How Feature Engineering Automation Brings Major Changes to Machine Learning

From amateur programmer to professional programmer
When programmers first entered the industry, I felt that the most important thing was to cultivate myself into a professional programmer.

My programmers started a lot later than my peers, let alone young people these days. I majored in biology in college, and I was basically completely ignorant of computers before going to college. During the military training, because it was very boring, my roommate and I went to the computer room of the school every day to play. I am still very impressed. When I first walked into the computer room, someone asked if you want to play windows or dos. Completely black. Later, I just remembered that a bunch of people in the computer room were practicing blind strike. After the military training, blind strike was almost the same. That’s how I developed a strong interest in computers. , have some understanding of computer hardware.

After my sophomore year, I bought some books and started to learn the most popular web page Three Musketeers at that time. I learned the basic gameplay of handwriting HTML and PS, etc. After school and summer vacation, I can also start making websites for others (then I made websites at that time.) It’s really good to make money), maybe after a year or so, it’s not easy to make static web pages, and it’s not easy to find an internship, so I started to learn asp, write some simple CRUD, and make message boards and forums These dynamic programs should be considered programming at this stage.

After graduation, I joined a government software company in Shenzhen, a very reliable leader who gave me space, which made me grow well in those years and finally became a professional programmer.

Generally speaking, amateur or semi-professional programmers are mostly developed by one person, or a small team, so that there are usually problems in the development process, collaboration tools (such as jira, cvs/svn/git, etc.) There is a big lack, and professional programmers will be a lot more professional in this regard. In addition, the systems made by professional programmers usually run for a long time, so special attention will be paid to maintainability, which I understand more deeply after joining Ali. A system that's been running for 10 years is obviously very different from a system that's been written to play.

It is difficult for me to explain it clearly, I can only say that there is such a concept vaguely. Usually on the basis of interest, I don't think it's too difficult to jump from an amateur programmer to a professional programmer.

Development of programming skills
As a programmer, the most important ability is always programming ability. As far as my own feelings are concerned, I think the growth of programming ability mainly includes the following parts:

1. Primary programming ability: can use

Programming starts with learning the basic knowledge of programming languages. No matter what programming language it is, there are many common basic knowledge, such as how to write the first Hello World, if/while/for, variables, etc. Therefore, I compare It is recommended that when you just start learning a programming language, just look at some of the programming language's own documentation, and don't just read some advanced books. When I was learning Java, I read Think in Java, Effective Java, etc. It was really hard to understand.
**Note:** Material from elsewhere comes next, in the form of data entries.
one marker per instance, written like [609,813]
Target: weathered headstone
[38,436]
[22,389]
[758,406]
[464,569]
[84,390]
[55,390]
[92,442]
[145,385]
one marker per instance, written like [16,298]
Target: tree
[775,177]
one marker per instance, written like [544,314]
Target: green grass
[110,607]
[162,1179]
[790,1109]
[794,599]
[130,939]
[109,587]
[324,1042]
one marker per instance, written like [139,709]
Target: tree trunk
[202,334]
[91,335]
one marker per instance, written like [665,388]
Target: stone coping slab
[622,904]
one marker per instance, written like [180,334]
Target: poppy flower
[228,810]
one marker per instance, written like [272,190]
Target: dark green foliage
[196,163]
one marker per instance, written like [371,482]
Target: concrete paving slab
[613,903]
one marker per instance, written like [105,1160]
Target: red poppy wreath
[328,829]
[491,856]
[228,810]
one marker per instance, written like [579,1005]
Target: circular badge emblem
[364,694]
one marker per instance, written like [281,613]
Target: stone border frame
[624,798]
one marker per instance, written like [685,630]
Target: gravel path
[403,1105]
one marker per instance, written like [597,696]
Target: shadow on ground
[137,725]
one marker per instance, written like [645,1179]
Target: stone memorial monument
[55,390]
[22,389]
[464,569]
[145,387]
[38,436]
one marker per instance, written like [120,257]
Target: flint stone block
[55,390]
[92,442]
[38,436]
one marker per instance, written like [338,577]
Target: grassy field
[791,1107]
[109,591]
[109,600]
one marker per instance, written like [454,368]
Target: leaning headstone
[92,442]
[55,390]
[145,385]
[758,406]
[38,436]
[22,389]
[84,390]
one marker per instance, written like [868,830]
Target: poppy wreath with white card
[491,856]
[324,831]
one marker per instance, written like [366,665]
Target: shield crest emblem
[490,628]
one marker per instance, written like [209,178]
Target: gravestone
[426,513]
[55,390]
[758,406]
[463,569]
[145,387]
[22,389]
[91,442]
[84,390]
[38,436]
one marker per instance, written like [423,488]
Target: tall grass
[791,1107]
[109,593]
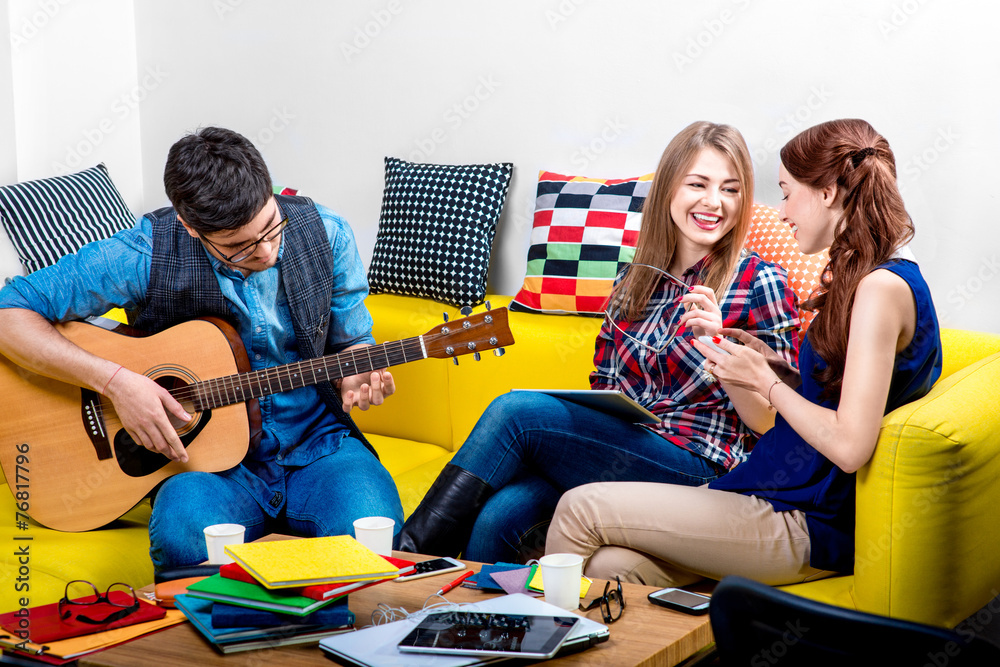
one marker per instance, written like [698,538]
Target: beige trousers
[669,535]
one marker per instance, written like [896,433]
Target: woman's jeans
[531,447]
[323,498]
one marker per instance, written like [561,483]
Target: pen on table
[456,582]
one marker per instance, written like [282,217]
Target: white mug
[561,575]
[218,537]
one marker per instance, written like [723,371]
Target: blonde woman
[787,514]
[690,276]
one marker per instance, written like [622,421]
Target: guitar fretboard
[219,392]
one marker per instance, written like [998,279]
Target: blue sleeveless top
[787,472]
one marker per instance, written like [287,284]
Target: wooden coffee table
[645,635]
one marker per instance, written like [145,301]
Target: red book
[43,624]
[324,591]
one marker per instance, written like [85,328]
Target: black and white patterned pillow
[52,217]
[436,229]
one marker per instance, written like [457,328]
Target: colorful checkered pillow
[584,232]
[773,240]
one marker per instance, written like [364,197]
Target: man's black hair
[216,180]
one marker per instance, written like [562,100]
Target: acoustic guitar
[71,465]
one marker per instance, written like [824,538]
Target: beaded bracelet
[770,405]
[110,379]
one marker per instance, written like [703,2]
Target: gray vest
[183,286]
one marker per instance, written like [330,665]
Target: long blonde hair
[657,241]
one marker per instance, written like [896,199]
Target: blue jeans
[323,498]
[530,448]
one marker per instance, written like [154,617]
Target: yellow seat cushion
[119,552]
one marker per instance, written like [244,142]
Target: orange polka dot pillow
[773,240]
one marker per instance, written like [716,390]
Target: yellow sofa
[928,503]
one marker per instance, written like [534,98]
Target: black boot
[442,523]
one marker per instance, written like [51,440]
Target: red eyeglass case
[42,624]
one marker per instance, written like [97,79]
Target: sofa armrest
[928,504]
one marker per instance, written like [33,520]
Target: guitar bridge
[93,422]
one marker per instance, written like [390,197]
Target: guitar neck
[219,392]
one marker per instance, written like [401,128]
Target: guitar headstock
[472,334]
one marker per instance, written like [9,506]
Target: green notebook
[219,589]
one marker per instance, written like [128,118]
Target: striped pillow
[52,217]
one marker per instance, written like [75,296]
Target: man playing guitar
[287,273]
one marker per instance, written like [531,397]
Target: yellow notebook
[310,560]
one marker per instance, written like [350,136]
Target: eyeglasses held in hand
[79,591]
[615,310]
[612,603]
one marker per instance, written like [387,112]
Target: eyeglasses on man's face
[612,603]
[270,236]
[615,308]
[79,592]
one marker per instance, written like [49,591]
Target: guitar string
[190,393]
[407,350]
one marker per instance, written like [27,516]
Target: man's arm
[32,342]
[101,275]
[350,321]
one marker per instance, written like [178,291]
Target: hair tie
[858,156]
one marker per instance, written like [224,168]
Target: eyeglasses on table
[75,599]
[612,603]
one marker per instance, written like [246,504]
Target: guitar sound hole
[137,461]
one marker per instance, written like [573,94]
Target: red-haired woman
[787,514]
[690,270]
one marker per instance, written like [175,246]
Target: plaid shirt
[697,414]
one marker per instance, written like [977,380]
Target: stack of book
[284,592]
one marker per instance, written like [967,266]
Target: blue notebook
[229,640]
[225,616]
[482,579]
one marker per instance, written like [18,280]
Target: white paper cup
[218,537]
[375,532]
[561,575]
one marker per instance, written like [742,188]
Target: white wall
[75,91]
[581,86]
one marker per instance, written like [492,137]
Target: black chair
[755,624]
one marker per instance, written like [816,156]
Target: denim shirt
[297,427]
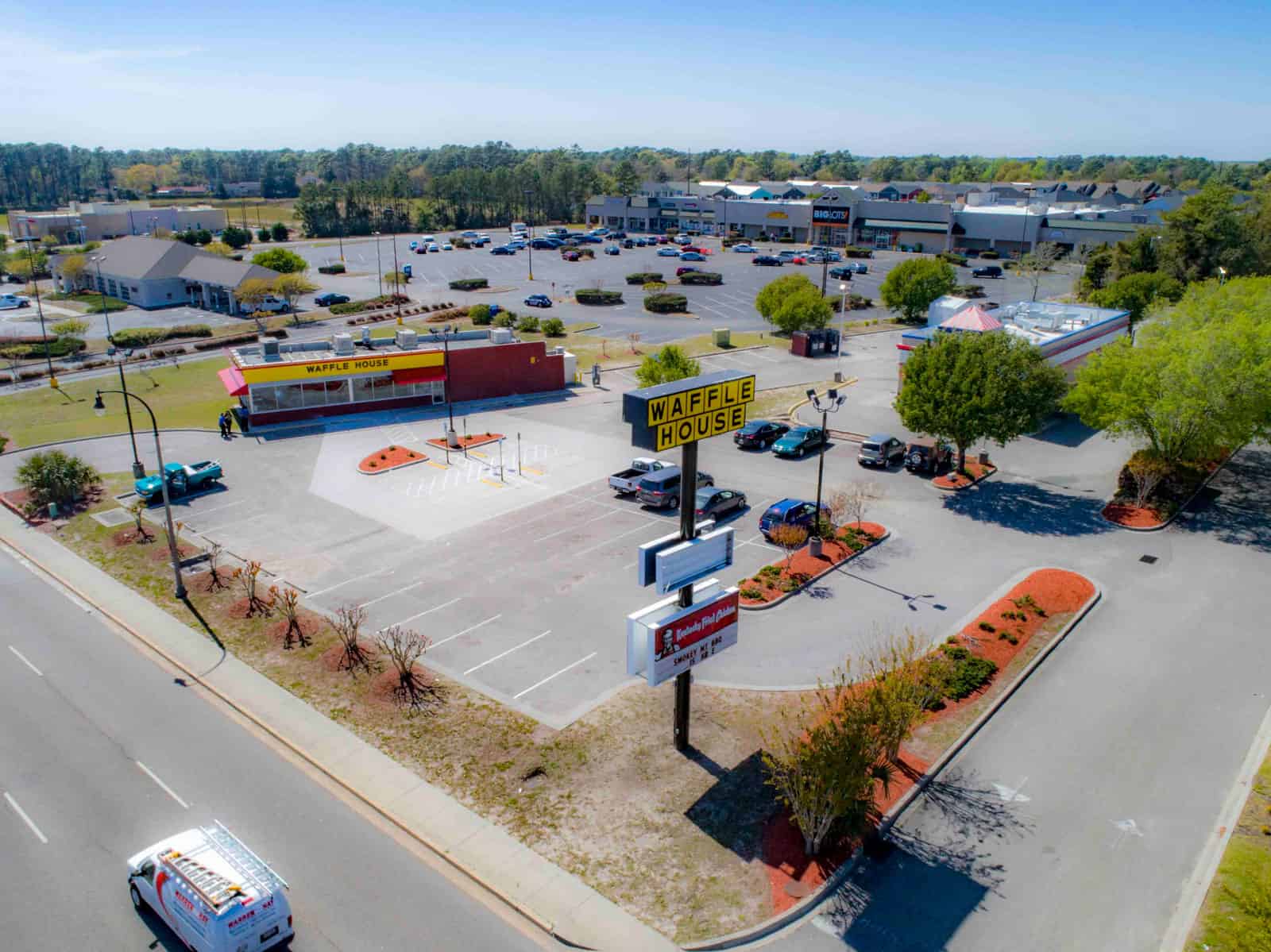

In addition to reading documents, programming is a super practical activity, so be sure to write more code, only in this way can you really become proficient. This is why I still think it is very important to let the interviewee write code during the interview. This process is very easy to judge the familiarity of writing code. Many people will say that writing code is highly dependent on IDE, which makes handwriting difficult, but I definitely believe that people who have written a lot of code will not be difficult to write a piece of code that is not too complicated and works. Even if someone like me who hasn't written code for more than three years, let me handwrite a not-so-complicated and runnable Java program, there is no problem. The previous N years of coding career have made a lot of things go deep into the bone marrow.

I think this stage of primary programming ability will not be a problem for most programmers. Studying and practicing hard is the core of this stage.

2. Intermediate programming ability: can check and avoid problems

In addition to being able to use programming languages ​​to solve problems proficiently at the primary level, I think the first thing for the intermediate level is to improve the ability to check problems.

In the process of writing code, it is very normal to have problems. How to troubleshoot problems effectively and efficiently is the biggest gap in programming ability that programmers can usually feel.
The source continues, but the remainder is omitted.